ベアグラウンドに止まったアプローチ
5月から夏にかけて芝は元気に成長していくが、グリーン周りにおいて次のホールへ歩いていくエリアや日当たりが悪い場所など、芝が生えそろうのが遅くなるエリアが存在する。グリーンを少し外しただけであっても、生えそろっていない芝の薄い場所に止まってしまうことがある。
この場合、SWやAWなどできっちりボールにコンタクトできれば問題はないのだが、少しでもダフればグリーンに届かず、トップをすればピンをオーバーしてしまうことは経験からお分かりいただけるはず。
画像Aの状況は、ボールがグリーンを外し芝の生えそろっていないベアグラウンドにボールが止まり、エッジまでは4ヤードで、エッジからピンまで6ヤードでピンまでの傾斜はやや上り。
この状況からSWでの寄せワンは上級者であれば技の見せ所だが難しいが、できるだけ簡単に乗せて1パットか2パットのボギーでは切り抜けたいところ。というわけでここで問題。この状況から、どんなクラブでどんな打ち方を選択するのがもっとも怪我が少ないだろうか?
ベアグラウンドからのアプローチ、どう打つ?
正解は「8番アイアンを吊るように構えてトウ側でヒットする」。

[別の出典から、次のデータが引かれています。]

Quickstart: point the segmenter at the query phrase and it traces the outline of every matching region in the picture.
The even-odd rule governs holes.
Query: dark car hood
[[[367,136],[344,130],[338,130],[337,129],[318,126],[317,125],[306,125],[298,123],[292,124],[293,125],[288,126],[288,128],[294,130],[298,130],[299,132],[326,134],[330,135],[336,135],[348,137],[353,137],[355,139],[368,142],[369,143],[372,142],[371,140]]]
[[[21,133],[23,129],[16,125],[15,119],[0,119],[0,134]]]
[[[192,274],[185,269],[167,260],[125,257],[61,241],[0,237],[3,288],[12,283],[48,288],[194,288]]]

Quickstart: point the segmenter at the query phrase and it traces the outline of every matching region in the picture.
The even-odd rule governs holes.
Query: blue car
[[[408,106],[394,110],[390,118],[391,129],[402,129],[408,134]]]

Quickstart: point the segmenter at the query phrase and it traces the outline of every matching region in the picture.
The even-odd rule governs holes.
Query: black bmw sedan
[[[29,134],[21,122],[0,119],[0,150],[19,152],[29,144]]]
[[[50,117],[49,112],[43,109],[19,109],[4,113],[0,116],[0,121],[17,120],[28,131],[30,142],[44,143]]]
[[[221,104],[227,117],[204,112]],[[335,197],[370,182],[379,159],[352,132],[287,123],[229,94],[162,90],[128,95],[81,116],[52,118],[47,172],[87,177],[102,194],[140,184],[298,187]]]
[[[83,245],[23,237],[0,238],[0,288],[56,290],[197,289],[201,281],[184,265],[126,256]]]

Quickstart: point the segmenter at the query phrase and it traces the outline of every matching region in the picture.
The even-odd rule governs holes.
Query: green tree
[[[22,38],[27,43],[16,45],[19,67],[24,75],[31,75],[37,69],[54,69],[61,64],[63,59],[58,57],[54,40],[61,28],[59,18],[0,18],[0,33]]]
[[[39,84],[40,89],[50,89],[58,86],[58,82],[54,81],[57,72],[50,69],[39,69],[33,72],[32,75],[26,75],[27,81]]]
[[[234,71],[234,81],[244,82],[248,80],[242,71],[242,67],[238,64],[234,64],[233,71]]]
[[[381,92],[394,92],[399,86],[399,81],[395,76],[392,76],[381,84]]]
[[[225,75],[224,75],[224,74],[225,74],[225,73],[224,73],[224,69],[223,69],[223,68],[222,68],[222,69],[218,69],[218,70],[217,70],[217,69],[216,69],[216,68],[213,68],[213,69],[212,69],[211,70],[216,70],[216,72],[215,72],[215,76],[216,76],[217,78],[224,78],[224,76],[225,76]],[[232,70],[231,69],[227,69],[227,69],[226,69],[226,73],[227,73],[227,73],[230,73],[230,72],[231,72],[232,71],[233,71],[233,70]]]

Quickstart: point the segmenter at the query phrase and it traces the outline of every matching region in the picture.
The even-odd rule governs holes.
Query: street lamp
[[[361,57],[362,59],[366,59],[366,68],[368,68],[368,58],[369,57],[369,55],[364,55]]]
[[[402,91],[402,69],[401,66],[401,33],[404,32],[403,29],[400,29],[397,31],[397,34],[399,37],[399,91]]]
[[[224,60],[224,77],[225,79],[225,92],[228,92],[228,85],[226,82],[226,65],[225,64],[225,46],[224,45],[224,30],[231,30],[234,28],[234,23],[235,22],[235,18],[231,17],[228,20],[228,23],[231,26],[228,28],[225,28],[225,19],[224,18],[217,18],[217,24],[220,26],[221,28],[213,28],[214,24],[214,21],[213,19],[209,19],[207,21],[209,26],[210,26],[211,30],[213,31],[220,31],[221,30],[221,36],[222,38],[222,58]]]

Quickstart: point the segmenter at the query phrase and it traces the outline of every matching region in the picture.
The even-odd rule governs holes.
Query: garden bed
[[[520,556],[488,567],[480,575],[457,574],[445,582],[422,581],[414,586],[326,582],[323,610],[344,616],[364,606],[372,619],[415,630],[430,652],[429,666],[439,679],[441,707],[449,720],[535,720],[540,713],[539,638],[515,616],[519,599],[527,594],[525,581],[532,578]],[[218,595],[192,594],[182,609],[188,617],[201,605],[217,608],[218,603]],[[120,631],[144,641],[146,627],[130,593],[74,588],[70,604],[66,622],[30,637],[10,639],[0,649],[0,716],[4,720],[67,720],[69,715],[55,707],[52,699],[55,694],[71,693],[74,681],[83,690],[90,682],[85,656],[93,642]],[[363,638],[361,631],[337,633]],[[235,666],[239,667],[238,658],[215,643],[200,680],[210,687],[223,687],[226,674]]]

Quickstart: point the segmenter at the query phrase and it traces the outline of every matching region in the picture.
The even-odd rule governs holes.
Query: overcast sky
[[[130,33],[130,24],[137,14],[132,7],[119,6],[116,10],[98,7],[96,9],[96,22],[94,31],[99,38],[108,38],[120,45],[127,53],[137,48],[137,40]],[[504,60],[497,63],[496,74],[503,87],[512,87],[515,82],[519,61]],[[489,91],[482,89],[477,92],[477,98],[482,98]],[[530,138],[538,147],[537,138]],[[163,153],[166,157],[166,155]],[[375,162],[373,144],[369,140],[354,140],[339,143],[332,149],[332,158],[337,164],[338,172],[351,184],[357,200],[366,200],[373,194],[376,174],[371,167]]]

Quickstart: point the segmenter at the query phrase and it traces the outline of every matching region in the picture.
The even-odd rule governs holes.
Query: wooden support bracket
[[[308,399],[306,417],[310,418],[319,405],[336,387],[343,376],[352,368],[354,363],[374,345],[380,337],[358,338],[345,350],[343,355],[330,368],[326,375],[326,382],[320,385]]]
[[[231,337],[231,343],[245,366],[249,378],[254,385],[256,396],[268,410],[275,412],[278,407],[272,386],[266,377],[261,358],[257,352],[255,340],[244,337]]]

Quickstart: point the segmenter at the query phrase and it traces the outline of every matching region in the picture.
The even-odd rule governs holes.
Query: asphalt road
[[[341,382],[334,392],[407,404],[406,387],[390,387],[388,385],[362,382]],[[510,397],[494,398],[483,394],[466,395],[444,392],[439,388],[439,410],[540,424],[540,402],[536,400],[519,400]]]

なぜこの答えが正解なのか。出題したプロゴルファー・中村修が重視したのは「ダフり、トップのどちらのミスも許される打ち方」だという。
「まずパターの選択肢ももちろんあります。しかし、エッジまで4ヤードを転がすのにどれくらいの抵抗があるか慣れていないとつかみにくい。次にSWのバウンスを使って打つと硬いベアグラウンドの場合、バウンスが滑ってトップしたようなインパクトになりオーバーしやすい。距離感とヘッドスピードを合わせることが難しいクラブは選ばずに、8番アイアイのトウで打つことをお勧めします」(中村)
転がしのアプローチというと、PWくらいを使うほうがやりやすく感じる。なぜ8番アイアンを勧めるのだろうか?
「芝の上に乗っている場合は、PWの転がしで構いません。しかしベアグラウンドとなると、トップもダフりもせずにコンタクトするのは難しくなります。8番を吊るしてトウで打つと、トップとダフリ、どちらのミスもある程度許容してくれます。また、芯を外して打つので飛びすぎず、距離感をつかみやすいというメリットもあるんです」(中村)
それでは実際に8番アイアンを使った画像を見てみよう。ダフリやトップを防ぎやさしく打てるポイントはハンドアップに構えることだと中村からのアドバイス。
「ポイントはシャフトと上腕が一直線になるように近くに立ってハンドアップで構えます。ヘッドのヒール側が浮くくらいハンドアップに構えます。そうすることでトウヒットしやすくなり、手首の動きも制限されることで、振り幅と出球のスピードが合わせやすく距離感を合わせやすい」(中村)
パットの距離感と同じ感覚で適度なキャリーでエッジの芝を越え“飛びすぎる”心配も軽減される。何よりも簡単にグリーンに乗せることを最優先にした打ち方。グリーン周りではよくあるこのような状況で覚えておきたいテクニックだ。